According to the COA, all animals in shelters nationwide should receive vaccinations before Aug. 5. However, some local animal shelters said that the vaccines in stock are insufficient to do so.

There are around 6,800 cats and dogs in government-funded animal shelters, while there are around 33,000 in privately run shelters.

CDC Prioritizes Subjects for Rabies Vaccination

Four categories of people have been prioritized to receive publicly funded rabies vaccinations, Centers for Disease Control (CDC) Deputy Director-General Chou Chih-hau (周志浩) announced yesterday.

Chou said that the top priority are those who live in areas where rabies-infected animals have been discovered, followed by COA and CDC officials who might come in contact with wild animals. Veterinarians are the fourth priority group.

"People who are not in the four priority groups can only receive vaccinations after being bitten by animals."

Also yesterday, COA Deputy Minister Wang Cheng-teng (王政騰) said that there are no plans to cull stray animals.
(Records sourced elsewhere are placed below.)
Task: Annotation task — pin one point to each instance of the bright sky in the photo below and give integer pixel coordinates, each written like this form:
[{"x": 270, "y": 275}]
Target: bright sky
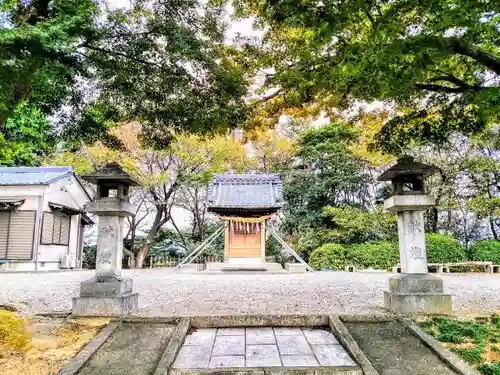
[{"x": 243, "y": 27}]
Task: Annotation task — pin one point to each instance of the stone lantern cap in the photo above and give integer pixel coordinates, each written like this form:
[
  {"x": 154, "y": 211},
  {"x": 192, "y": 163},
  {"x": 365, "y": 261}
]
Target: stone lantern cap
[
  {"x": 407, "y": 166},
  {"x": 111, "y": 173}
]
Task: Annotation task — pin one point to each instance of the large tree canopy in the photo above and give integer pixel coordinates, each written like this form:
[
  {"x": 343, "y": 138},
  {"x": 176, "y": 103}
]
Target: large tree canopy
[
  {"x": 160, "y": 62},
  {"x": 439, "y": 61}
]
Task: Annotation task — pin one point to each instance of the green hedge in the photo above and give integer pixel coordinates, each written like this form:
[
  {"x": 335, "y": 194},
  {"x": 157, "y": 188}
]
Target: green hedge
[
  {"x": 486, "y": 250},
  {"x": 379, "y": 255},
  {"x": 384, "y": 255},
  {"x": 444, "y": 249},
  {"x": 330, "y": 256}
]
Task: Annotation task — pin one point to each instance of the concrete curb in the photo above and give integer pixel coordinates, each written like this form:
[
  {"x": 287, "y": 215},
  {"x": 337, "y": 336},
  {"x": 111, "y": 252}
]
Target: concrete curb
[
  {"x": 350, "y": 344},
  {"x": 173, "y": 347},
  {"x": 451, "y": 359},
  {"x": 368, "y": 318},
  {"x": 84, "y": 355},
  {"x": 147, "y": 320},
  {"x": 270, "y": 371},
  {"x": 259, "y": 321}
]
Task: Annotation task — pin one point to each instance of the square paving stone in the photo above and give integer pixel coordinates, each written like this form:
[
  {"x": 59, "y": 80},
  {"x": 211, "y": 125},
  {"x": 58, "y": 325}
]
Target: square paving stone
[
  {"x": 290, "y": 345},
  {"x": 299, "y": 361},
  {"x": 193, "y": 356},
  {"x": 221, "y": 361},
  {"x": 202, "y": 336},
  {"x": 332, "y": 355},
  {"x": 229, "y": 345},
  {"x": 231, "y": 332},
  {"x": 319, "y": 336},
  {"x": 288, "y": 331},
  {"x": 258, "y": 336},
  {"x": 262, "y": 356}
]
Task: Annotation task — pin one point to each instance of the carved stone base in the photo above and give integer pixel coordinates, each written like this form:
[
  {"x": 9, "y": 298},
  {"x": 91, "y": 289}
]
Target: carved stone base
[
  {"x": 417, "y": 294},
  {"x": 105, "y": 306},
  {"x": 111, "y": 297},
  {"x": 106, "y": 288}
]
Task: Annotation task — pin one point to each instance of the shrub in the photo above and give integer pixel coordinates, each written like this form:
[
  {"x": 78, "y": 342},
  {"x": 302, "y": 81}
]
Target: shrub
[
  {"x": 489, "y": 368},
  {"x": 380, "y": 255},
  {"x": 329, "y": 256},
  {"x": 486, "y": 250},
  {"x": 443, "y": 249},
  {"x": 13, "y": 333},
  {"x": 312, "y": 240}
]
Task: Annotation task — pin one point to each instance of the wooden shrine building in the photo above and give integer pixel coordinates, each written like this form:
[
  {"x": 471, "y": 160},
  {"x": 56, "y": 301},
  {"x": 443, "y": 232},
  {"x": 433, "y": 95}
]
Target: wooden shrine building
[{"x": 245, "y": 202}]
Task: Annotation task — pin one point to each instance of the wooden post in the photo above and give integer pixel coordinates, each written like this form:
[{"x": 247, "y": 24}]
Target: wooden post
[
  {"x": 227, "y": 224},
  {"x": 263, "y": 240}
]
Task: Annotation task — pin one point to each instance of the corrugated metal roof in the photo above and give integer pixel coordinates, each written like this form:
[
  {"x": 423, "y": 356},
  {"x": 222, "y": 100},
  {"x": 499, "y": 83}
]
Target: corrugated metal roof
[
  {"x": 245, "y": 191},
  {"x": 33, "y": 175}
]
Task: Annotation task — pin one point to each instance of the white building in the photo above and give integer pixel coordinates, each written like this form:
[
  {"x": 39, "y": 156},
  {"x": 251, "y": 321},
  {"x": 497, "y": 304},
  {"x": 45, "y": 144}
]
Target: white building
[{"x": 42, "y": 218}]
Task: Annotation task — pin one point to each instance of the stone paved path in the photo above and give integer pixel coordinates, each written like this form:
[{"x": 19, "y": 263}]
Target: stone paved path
[
  {"x": 261, "y": 347},
  {"x": 163, "y": 292}
]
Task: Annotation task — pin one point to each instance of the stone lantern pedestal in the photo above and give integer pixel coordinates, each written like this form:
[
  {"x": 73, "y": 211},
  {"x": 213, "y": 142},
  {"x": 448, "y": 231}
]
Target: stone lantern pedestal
[
  {"x": 414, "y": 291},
  {"x": 108, "y": 293}
]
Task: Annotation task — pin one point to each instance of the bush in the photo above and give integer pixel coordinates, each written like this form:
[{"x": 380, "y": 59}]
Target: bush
[
  {"x": 13, "y": 334},
  {"x": 379, "y": 255},
  {"x": 487, "y": 250},
  {"x": 444, "y": 249},
  {"x": 89, "y": 255},
  {"x": 490, "y": 368},
  {"x": 329, "y": 256}
]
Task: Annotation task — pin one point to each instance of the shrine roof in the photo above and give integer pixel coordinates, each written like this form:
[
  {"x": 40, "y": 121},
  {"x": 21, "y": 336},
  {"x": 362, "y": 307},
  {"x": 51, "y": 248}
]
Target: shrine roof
[{"x": 245, "y": 191}]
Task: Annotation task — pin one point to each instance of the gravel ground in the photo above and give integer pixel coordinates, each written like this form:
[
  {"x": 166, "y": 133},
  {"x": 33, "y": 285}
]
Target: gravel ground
[{"x": 163, "y": 292}]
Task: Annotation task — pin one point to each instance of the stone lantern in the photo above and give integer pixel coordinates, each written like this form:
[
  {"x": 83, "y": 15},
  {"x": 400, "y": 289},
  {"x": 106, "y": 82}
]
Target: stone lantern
[
  {"x": 108, "y": 294},
  {"x": 414, "y": 290}
]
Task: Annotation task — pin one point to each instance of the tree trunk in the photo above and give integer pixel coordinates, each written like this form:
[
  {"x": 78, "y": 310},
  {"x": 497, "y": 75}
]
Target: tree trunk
[
  {"x": 493, "y": 229},
  {"x": 139, "y": 260},
  {"x": 434, "y": 219}
]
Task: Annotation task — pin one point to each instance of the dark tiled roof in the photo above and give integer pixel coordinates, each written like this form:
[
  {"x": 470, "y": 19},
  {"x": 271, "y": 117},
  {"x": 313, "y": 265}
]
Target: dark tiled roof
[
  {"x": 33, "y": 175},
  {"x": 245, "y": 191},
  {"x": 110, "y": 172}
]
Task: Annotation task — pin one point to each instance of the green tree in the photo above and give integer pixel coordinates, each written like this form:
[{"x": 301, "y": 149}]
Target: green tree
[
  {"x": 486, "y": 250},
  {"x": 330, "y": 256},
  {"x": 325, "y": 173},
  {"x": 27, "y": 137},
  {"x": 443, "y": 249},
  {"x": 351, "y": 225},
  {"x": 163, "y": 63},
  {"x": 438, "y": 60},
  {"x": 379, "y": 255}
]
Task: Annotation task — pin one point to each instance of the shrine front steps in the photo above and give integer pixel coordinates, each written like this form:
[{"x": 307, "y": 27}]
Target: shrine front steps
[
  {"x": 232, "y": 267},
  {"x": 265, "y": 345}
]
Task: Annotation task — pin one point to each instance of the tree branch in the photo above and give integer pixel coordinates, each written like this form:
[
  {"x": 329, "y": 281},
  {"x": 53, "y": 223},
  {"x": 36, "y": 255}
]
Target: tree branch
[
  {"x": 269, "y": 97},
  {"x": 447, "y": 89},
  {"x": 103, "y": 50},
  {"x": 461, "y": 47}
]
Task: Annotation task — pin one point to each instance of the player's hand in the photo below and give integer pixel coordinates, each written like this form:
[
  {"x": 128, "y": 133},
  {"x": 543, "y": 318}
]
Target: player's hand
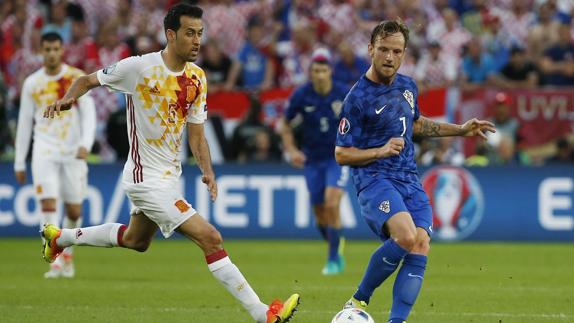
[
  {"x": 297, "y": 158},
  {"x": 21, "y": 177},
  {"x": 393, "y": 147},
  {"x": 56, "y": 107},
  {"x": 209, "y": 180},
  {"x": 475, "y": 127},
  {"x": 82, "y": 153}
]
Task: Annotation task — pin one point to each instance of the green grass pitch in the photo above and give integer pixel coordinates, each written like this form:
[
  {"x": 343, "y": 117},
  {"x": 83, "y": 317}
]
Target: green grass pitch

"The COA will always allow stray cats and dogs to receive rabies vaccinations before putting them in animal shelters," said Wang.

Difficult Fight Ahead

CDC head Chang Feng-yee (張峰義) said that rabies prevention will be a tough fight for the people of Taiwan.

"It is important for those who are bitten or scratched by wild animals to immediately go to a nearby hospital so doctors can evaluate if a vaccination is necessary," said Chang.